I also caught Elvis singing, "In the Ghetto."
However, I am not a full
fan of that song. It is just too negative and sung from such an outsider
position.
It grates on my love of good blues, because it should be blues,
and it isn't.
Now, I don't want to leave the impression that I recklessly
played through my free money as fast as I could at the extravagant rate of one
penny per pull, or that I chugged the fine smooth taste of my free Myer's rum.

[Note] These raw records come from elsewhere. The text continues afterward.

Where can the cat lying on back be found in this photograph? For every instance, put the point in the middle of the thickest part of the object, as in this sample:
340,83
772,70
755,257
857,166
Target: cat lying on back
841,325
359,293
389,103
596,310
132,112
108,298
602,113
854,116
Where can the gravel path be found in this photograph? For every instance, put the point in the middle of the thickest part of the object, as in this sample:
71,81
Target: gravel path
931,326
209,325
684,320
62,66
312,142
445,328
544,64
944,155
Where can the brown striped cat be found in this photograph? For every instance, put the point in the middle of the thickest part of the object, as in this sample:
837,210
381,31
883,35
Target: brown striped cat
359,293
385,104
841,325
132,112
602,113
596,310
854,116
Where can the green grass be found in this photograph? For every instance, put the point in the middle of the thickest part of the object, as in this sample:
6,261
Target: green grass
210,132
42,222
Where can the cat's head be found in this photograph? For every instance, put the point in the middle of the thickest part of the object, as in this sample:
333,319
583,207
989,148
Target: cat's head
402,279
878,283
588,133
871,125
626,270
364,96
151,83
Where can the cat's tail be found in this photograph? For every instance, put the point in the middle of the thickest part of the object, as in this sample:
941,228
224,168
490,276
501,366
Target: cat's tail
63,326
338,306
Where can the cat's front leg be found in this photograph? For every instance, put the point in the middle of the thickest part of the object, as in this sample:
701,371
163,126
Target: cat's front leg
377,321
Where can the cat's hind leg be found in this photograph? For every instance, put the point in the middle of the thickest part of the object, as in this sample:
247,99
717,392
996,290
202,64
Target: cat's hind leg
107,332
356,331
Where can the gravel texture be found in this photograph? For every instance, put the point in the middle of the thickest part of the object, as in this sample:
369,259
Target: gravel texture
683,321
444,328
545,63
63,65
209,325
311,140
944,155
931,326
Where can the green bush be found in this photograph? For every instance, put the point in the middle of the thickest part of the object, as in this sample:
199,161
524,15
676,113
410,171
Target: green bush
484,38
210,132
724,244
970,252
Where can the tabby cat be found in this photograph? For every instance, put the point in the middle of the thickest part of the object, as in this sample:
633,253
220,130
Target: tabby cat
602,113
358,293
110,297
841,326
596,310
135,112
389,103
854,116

I sipped the rum slowly, ate the ice, and sometimes sucked the lime. I
played slow.
Also, dealer Chris came over on his break and talked for a
while, so I had a complete break in the play. Then Doug stopped to get a sense
of the game from us, and he remembered my name. I was flattered.
I'd rather
talk to Doug away from the table than play poker with him. He is the best player
there. Sometimes I have played him for long hours, gone to bed, and found him
there in the same seat in the morning with a fine chip stack when I woke up the
next day.
He sees and knows things I don't.
My only defense against his
expert play is to be unpredictable.
I did not feel I had the concentration to
play him on this night.
And there were other purely imaginary visitors
who added to the entertainment of the slots. One of my best friends, Jerry,
recently moved from my home area to his new retirement home in South Carolina. I
miss dropping in for breakfast. He is a great lover of Texas Tea and after two
rums, I could feel him laughing over my shoulder.
I kept a running total
of my freeplay score. That would insure that I played through all the pennies
and did not waste any of them, but that once they were played through I took my
profit. It would also give me a fine stopping place for the rum.
At three
drinks I told the waitress, just one more and really it was one too many. I
don't drink much at home. So my few nasty well drinks and beers set up the rum
to push me over the top.
At first I stayed ahead in the gambling thanks to
the funny armadillos, but gradually the negative EV asserted its grinding
mathematical will, and I fell behind.
When the freeplay ran out, my
score was $6.66 but I recklessly played it down to an even $6 and then I cashed
out.
Myers Rum at the bar costs $4, so the value was $16 in rum. For a couple
hours of entertainment at no risk whatsoever, I raked in $22 and the
casino lost.
Had I drank the same rum at the poker table, I'd have
contributed a lot more money when a winning pot was raked, so the casino lost in
another way as well.
And I'm glad!
It is the best play I could make
against the recent plays the El Cortez have established. I'll make it again if
it is still possible.
And all this talk about the place now attracting
the affluent young and restless, ready to whoop it up and spend….well…..each
time I was there I saw the same old tired, lower middle class faces, and I never
saw it packed even when the Fremont Experience was packed shoulder to shoulder
with people, and the downstairs of the D and the Golden Nugget were packed with
players.
After my free rum and freeplay, the El Cortez poker table still
did not look inviting, and with Doug on the list, it was going to get harder
still.
How I would love it if that game started to attract the young and
party folks that some speculate are just waiting to lose their money at the El
Cortez, and how fine it would be for those mythical youngsters to take the seats
of a few of the tough, tight old regulars.
But this night the table
looked unprofitable, and because the first strategy of limit poker is table
selection, I waved good night to the dealers, and staggered down Fremont, had a
hamburger and onion rings at Hennesy's and played until almost 2AM at the Golden
Nugget.
There too the American
Casino Guide coupon gave me my winnings. It was worth 10 dollars and in
spite of being at a table of bad players, that is exactly what I left with as
winnings when I quit, just $10.
The whole night was just great fun for no
money, and that is exactly what I needed to stretch my bankroll over the rest of
my 23 day trip, when the first week had me down $800.